3. Coronary angiography:
The blood vessels related to heart are all studies through these tests to find out any kind of blockage in vessels that could otherwise be the cause of such symptoms.
4. Echocardiogram (echo):
In this procedure ultrasound waves are used to take pictures of the heart. It helps evaluate the thickness of the heart muscle and heart’s pumping ability. Transthoracic echocardiograms are useful as well.
5. Electrocardiogram (ECG):
ECG is amongst the main and most crucial tests run. This test records the electrical impulses in the heart and can detect any abnormality in the heart rate or rhythm. Ambulatory ECG should be performed for 24 hours to 48 hours (about 2 days) in patients of HCM for risk assessment.
6. Electrophysiology study:
A thin tube is inserted through a blood vessel and into the heart to measure electrical activity. In simple words, it is used to locate the origin of arrythmias.
7. Holter monitor or Stress test:
Both these are used to keep tract of heartbeat and its rhythm during daily life activities.

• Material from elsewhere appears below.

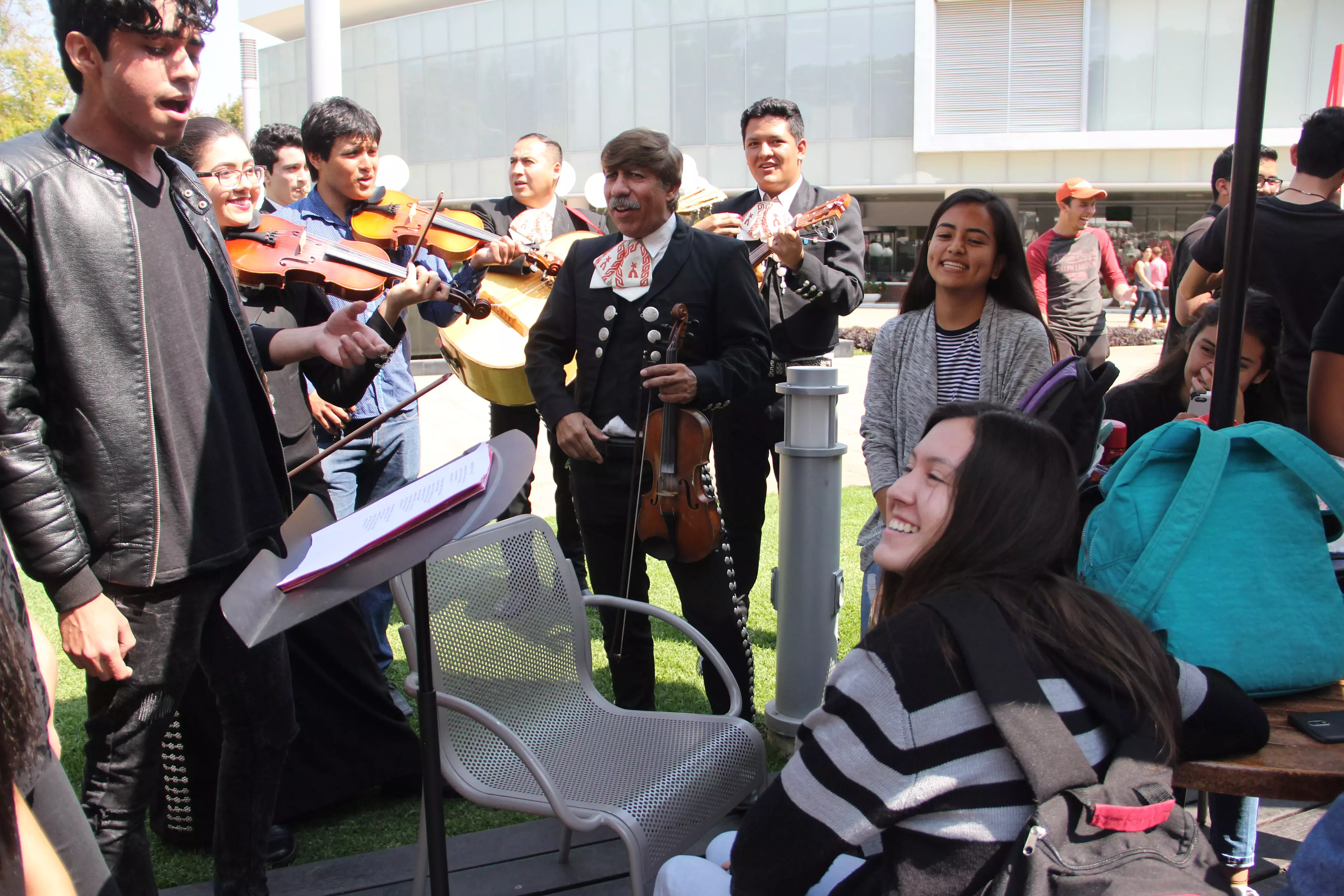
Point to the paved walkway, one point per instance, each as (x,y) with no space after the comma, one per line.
(453,418)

Treatment Available for HCM

Treatment strategies are based upon clinical experience and medical observations since no large, randomized trial has been performed. Pharmacological therapy is the first-line approach to treat HCM. The classes of drugs being used are categorized as:

1. Beta Blockers:
Beta blockers help by slowing the heart rate and reducing the force of contraction. This, in turn, alleviates symptoms and decreases the oxygen demand on the myocardium.
2. Calcium Channel Blockers:
By inhibiting calcium entry into cells, calcium channel blockers induce vasodilation and reduce the workload on the heart, contributing to symptom relief.
3. Antiarrhythmics:
Antiarrhythmic medications are used to manage and prevent abnormal heart rhythms, which can be a concern in hypertrophic cardiomyopathy.
4. Diuretics:
Diuretics increase urine production, helping to manage fluid retention and associated symptoms like edema and shortness of breath.
5. Angiotensin-Converting Enzyme (ACE) Inhibitors:
ACE inhibitors lower blood pressure, reduce afterload on the heart, and may improve symptoms associated with hypertrophic cardiomyopathy.
6. Angiotensin II Receptor Blockers (ARBs):
ARBs, similar to ACE inhibitors, contribute to vasodilation and decreased afterload, thereby helping manage symptoms.
7. Cardiac Glycosides:
Cardiac glycosides, like digoxin, increase the force of cardiac contractions. In some cases, they may be used to improve symptoms and enhance pumping efficiency.
8. Anticoagulants:
Anticoagulants, such as warfarin or direct oral anticoagulants (DOACs), are prescribed to prevent blood clot formation, reducing the risk of stroke in patients with hypertrophic cardiomyopathy.